Kiwi Trip: Piki-Maunga

Friday March 29th 2019, six rangatahi and four pahake from Ngaa Rauru Kiitahi repatriated a Kiwi from Puukaha to Maunga Tautari, Waikato Tainui. The Kiwi was rescued alongside a kiwi egg from a farm in Waverley and transferred and nurtured by the staff at Puukaha. Ngaa Rauru named the Kiwi ‘Piki-Maunga’.


The journey began on the Friday morning when Matt Lowrie and Kiela Te Awhe collected Piki-Maunga after a special karakia was given by Rangitane kaumatua at Puukaha.  Once Piki-Maunga was safely stowed for transportation in Kaela’s ute (along with 3 pig dogs and a wild pig on the back), Matt and Kiela then met the rest of our ope accompanying Piki-Maunga to his new location in Marton.

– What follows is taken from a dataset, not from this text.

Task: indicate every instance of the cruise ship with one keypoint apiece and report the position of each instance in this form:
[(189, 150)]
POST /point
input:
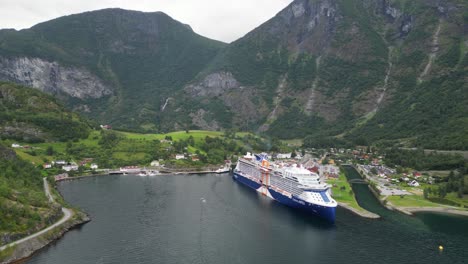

The pig dogs and their catch came along for a ride and became quite an attraction for people whilst on the hiikoi to Waikato with many tourists taking photos of the wild pig on the back of Kaela's ute. 


Leaving Marton, our ope headed to Taupo where we met the Tumu Whakarae, Mike Neho and had lunch together before continuing on our hiikoi to Maunga Tautari.   Arriving at Maunga Tautari our ope gathered for the Poowhiri. Piki-Maunga was carried in his box by one of the rangatahi while being called on to the Maunga. Once the poowhiri was over, Matt explain to the hau kainga that Ngaa Rauru had named the Kiwi ‘Piki-Maunga’.

“Nga Rauru named him Piki-Maunga because he travelled from Nga Rauru to Taranaki all the way to Maunga Tautari so basically ‘climbing our mountains between us” Matt exclaimed.


Following these discussions, Piki-Maunga was taken away to be checked by the Sanctuary Mountain staff. While Piki-Maunga was being checked the ope had a Kai and met some of the staff who work at Sanctuary Mountain. Piki-Maunga came back to see all those who had travelled with him and was taken out of his box to meet the people. The Hau kainga provided Karakia while Piki-Maunga was being taken out of the box.

The Sanctuary staff then explained where Piki-Maunga would be taken, what they were going to do with him all the while,  a staff member held him and walked around to show everyone. He is very little and very cute. A few of us then went down to where Piki-Maunga was going to live. Going through several locked gates, on our way to take Piki-Maunga to his habitat, we saw some Takahe.

Everyone then gathered around Piki-Maunga’s habitat to release him. While releasing him the Hau Kainga offered a karakia followed by a karanga. Everyone then made their way back up to the staff room and had a bit of a korero before leaving. Then we said a mihi to Sanctuary Mountain staff and headed back home. It was a very fast process and was a great experience. I really enjoyed it and feel privileged to have been a part of Piki-Maunga’s journey to Sanctuary Mountain.